In den späten 1960er Jahren treibt die gealterte Autorin, deren Werk langsam auf das Abstellgleis geleitet wird, deshalb ein schlechtes Gewissen um. Sie glaubt, Anna zu sehen, und hadert damit, sich ihrem jungen Pfleger anzuvertrauen. 2020 ist es an Johanna Schellmanns Urenkelin Vanessa, die Stränge dieser Geschichte zu entwirren. Hat Johanna Anna ausgenutzt? Oder war es umgekehrt?

In ihrer Unnachgiebigkeit und ihrem Gefühl, etwas Besseres verdient zu haben, ähnelt Vanessa ihrer Urgroßmutter.
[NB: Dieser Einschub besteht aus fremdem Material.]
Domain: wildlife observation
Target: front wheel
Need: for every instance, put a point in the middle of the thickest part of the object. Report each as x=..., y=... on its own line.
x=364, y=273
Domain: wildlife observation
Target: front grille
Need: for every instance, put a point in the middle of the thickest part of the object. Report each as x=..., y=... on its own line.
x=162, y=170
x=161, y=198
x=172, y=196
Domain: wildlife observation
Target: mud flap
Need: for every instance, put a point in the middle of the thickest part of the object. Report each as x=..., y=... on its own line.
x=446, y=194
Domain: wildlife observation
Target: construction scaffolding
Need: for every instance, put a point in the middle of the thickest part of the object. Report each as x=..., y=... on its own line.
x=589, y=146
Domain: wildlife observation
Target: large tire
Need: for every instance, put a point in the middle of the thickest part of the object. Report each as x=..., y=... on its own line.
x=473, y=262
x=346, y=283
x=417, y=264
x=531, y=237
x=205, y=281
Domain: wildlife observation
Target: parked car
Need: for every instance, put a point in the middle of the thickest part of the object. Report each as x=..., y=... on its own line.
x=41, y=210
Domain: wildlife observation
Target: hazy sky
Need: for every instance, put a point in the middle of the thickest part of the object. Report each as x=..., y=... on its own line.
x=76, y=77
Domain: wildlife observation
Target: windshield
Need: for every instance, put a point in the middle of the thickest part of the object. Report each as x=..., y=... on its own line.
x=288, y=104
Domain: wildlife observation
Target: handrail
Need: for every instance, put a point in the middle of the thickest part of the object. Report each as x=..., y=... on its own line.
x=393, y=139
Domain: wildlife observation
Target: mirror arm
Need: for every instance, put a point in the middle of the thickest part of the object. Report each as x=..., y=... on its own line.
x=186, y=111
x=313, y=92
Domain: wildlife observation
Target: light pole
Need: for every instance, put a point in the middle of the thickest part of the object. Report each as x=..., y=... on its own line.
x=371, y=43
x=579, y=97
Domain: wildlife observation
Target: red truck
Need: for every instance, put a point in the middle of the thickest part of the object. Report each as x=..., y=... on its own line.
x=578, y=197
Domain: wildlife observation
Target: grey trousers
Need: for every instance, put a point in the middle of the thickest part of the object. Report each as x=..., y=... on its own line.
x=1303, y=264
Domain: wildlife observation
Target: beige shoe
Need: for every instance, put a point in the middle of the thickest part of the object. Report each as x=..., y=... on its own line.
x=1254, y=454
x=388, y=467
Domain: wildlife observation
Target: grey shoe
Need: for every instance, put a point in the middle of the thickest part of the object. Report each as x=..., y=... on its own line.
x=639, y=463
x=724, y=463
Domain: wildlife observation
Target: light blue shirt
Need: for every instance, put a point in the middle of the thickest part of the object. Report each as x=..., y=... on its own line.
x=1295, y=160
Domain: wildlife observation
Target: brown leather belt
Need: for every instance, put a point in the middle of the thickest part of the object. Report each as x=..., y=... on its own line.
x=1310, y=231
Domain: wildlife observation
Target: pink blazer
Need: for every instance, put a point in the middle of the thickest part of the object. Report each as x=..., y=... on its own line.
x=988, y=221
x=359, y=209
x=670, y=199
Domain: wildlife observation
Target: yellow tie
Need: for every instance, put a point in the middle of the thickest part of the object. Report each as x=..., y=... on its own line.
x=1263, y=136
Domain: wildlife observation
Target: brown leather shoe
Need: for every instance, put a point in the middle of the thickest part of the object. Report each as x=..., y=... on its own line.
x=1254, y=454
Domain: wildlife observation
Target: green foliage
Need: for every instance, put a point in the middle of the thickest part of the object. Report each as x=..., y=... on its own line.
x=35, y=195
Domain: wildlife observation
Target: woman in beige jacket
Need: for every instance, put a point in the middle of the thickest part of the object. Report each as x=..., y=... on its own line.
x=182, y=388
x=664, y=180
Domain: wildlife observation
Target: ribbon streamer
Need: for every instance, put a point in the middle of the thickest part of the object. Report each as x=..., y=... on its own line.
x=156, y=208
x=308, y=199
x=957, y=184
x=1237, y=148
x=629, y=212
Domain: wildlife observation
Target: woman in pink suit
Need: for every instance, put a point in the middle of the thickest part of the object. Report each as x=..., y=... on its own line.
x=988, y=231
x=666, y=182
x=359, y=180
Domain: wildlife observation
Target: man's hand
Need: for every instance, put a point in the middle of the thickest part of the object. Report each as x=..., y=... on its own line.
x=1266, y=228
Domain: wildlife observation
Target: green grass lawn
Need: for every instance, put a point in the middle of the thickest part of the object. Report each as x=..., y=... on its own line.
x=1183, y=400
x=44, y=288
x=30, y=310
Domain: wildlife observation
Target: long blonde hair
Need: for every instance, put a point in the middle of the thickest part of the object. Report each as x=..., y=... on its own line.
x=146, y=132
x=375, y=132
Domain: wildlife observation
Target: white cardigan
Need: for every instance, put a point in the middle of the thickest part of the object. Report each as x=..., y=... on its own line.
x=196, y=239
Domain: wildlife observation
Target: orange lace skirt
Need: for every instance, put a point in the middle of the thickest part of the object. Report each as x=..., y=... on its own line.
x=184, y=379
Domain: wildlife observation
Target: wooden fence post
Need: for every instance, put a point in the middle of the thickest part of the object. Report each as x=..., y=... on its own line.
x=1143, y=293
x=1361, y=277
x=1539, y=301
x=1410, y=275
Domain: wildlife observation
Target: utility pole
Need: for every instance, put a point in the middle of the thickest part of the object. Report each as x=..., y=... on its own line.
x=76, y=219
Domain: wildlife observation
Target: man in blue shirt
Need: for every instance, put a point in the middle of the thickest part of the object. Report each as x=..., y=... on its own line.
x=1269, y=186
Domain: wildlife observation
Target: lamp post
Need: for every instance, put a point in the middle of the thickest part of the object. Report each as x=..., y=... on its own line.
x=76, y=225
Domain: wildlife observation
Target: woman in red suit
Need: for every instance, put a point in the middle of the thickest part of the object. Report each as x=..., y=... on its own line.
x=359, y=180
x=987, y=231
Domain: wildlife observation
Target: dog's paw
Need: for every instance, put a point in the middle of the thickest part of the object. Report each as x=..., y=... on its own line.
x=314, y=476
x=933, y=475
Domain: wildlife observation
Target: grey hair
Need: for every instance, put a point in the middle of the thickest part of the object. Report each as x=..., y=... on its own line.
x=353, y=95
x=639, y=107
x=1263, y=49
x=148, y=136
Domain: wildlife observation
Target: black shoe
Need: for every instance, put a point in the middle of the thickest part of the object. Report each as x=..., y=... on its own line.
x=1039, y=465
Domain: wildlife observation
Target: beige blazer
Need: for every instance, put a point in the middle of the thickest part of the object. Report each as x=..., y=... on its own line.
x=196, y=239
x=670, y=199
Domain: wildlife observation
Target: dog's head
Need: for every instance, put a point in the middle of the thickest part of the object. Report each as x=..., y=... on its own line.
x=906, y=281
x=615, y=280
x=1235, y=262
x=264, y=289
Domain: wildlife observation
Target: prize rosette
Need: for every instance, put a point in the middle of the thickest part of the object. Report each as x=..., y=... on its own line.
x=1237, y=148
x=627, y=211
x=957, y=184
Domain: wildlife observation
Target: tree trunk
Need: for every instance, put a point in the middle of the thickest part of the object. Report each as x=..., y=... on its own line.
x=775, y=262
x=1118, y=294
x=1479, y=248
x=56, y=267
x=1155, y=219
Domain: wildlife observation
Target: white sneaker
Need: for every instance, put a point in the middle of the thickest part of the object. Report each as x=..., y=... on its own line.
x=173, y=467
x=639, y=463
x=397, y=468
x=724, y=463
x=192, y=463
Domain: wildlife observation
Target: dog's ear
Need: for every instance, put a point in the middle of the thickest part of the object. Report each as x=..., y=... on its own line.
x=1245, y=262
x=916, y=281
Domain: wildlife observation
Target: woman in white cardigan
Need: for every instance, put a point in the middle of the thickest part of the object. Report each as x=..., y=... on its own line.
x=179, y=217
Gleichzeitig macht der soziale Abstieg, den die Familie Schellmann seit der Kaiserzeit durchlebt, sie empfänglicher für die prekäre Situation Anna Brenners. Diese hatte kaum eine andere Chance, als sich die Identität der Totenbeschwörerin anzueignen, die an sie herangetragen wurde.

Im Wechsel zwischen den Figuren verweigert Lenze einfache Antworten. Sie hält die drei Frauen in ihrem Wunsch nach einem angenehmeren Leben in einer Schwebe zwischen Befreiung und Aufstieg, Bedeutungsverlust, Vereinnahmung und Unterwerfung. Lenzes reduzierte Erzählhaltung fordert die Lesenden: Sie sind angehalten, sich selbst ein Urteil zu bilden, ohne dass moralisch integres Verhalten oder Freundlichkeit einfache Anhaltspunkte bieten.

(MJ)

Ulla Lenze: Das Wohlbefinden. Klett-Cotta, Stuttgart 2024.